La nostra è davvero una cultura che fa a meno dei riti? L’ipotesi da cui P. Costa prende le mosse è che nel revival del rito siano riconoscibili le tracce della permanenza, sorprendente in una cultura ossessionata dal culto degli ideali di autodeterminazione e autenticità, di un bisogno di affidamento, abbandono, cessione di sovranità, in una parola di ‘eteronomia’. Fra i numerosi esempi di letture bibliche suggerite dal Benedizionale, ne abbiamo scelte tre per celebrazioni abbastanza diffuse con largo concorso di popolo: la scheda curata da C. Doglio presenta un breve commento esegetico con una traccia di possibile omelia. P. Sorci offre alcuni suggerimenti sull’ars celebrandi delle benedizioni sottolineando che l’arte di celebrare non è sinonimo di estetismo, ma indica la competenza nel porre in atto la celebrazione, nel rispetto dell’assemblea, dei libri liturgici che ci sono consegnati dalla chiesa e dei ruoli in essi previsti, e utilizzando gli ampi spazi di adattamento e creatività consentiti. Nella tradizione cattolica, tra i sacramentali ha conosciuto vasto uso la benedizione eucaristica, sempre presente un tempo alla fine dei vespri domenicali, di tridui e novene, e nei santuari. Qual è il suo significato e quali le indicazioni per celebrarla? L’abbiamo chiesto a R. Barile.

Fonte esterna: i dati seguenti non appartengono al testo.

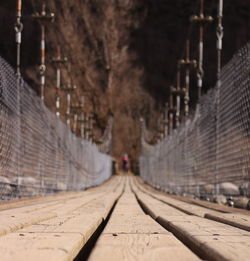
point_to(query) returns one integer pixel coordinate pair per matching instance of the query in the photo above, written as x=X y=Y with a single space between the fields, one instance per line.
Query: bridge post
x=166 y=120
x=188 y=64
x=201 y=20
x=58 y=61
x=18 y=30
x=219 y=34
x=43 y=18
x=69 y=89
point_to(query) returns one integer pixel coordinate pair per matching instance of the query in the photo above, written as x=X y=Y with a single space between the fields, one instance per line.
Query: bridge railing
x=38 y=152
x=210 y=152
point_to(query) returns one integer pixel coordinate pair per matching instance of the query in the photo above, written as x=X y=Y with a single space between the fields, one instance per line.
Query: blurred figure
x=125 y=163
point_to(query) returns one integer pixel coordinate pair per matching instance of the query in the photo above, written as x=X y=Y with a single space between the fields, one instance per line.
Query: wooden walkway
x=123 y=219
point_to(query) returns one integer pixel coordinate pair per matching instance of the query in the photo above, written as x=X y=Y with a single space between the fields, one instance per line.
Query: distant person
x=125 y=163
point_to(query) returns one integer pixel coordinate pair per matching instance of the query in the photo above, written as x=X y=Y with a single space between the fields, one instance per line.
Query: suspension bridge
x=61 y=200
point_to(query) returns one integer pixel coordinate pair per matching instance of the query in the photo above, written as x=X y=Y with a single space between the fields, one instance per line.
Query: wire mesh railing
x=210 y=151
x=38 y=153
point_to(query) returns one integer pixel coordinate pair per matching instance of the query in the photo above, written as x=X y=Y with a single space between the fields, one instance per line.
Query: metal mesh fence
x=210 y=152
x=38 y=153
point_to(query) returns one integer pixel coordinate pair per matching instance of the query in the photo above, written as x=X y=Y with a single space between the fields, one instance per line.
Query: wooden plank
x=59 y=238
x=17 y=218
x=236 y=220
x=132 y=235
x=180 y=205
x=198 y=202
x=233 y=219
x=210 y=239
x=109 y=184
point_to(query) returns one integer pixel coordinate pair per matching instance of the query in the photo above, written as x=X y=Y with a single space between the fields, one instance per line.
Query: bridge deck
x=129 y=220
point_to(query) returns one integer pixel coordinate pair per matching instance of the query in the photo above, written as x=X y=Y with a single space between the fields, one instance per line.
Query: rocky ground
x=122 y=54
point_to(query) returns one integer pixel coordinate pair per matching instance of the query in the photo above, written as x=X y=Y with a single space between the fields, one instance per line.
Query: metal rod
x=171 y=117
x=42 y=18
x=219 y=33
x=42 y=64
x=18 y=30
x=166 y=120
x=178 y=98
x=202 y=20
x=200 y=62
x=187 y=79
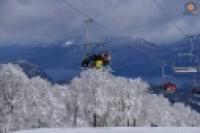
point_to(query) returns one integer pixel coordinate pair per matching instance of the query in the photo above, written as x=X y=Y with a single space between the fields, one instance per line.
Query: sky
x=48 y=21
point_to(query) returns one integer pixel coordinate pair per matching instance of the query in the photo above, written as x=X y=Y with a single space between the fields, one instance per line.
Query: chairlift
x=167 y=84
x=93 y=57
x=196 y=85
x=186 y=62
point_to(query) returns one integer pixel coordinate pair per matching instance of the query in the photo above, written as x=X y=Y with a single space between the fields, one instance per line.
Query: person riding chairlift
x=96 y=61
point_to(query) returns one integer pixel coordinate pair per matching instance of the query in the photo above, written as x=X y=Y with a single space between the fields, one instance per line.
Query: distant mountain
x=130 y=57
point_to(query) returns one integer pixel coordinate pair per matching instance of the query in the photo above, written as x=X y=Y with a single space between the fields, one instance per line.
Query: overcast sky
x=48 y=21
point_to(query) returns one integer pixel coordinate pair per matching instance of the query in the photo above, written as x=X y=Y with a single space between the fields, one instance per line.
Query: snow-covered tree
x=95 y=98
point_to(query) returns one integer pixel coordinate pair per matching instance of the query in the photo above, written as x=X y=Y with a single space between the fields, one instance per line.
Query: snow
x=116 y=130
x=95 y=98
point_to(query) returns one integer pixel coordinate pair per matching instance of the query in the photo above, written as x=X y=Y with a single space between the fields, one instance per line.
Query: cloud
x=48 y=21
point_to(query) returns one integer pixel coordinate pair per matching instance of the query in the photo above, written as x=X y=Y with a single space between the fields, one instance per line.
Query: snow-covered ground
x=116 y=130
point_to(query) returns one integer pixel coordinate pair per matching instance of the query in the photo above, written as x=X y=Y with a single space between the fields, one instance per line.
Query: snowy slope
x=116 y=130
x=95 y=98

La rivista prosegue offrendo ai lettori schede per la formazione che completano il tema trattato dagli studi con strumenti per la catechesi del gruppo liturgico e/o degli adulti (L. Donati Fogliazza), sussidi celebrativi (D. Cravero – L. Gazzoni: vedi materiale online), musicali (P. Ruaro) e sulla suppellettile liturgica (M. Soranzo).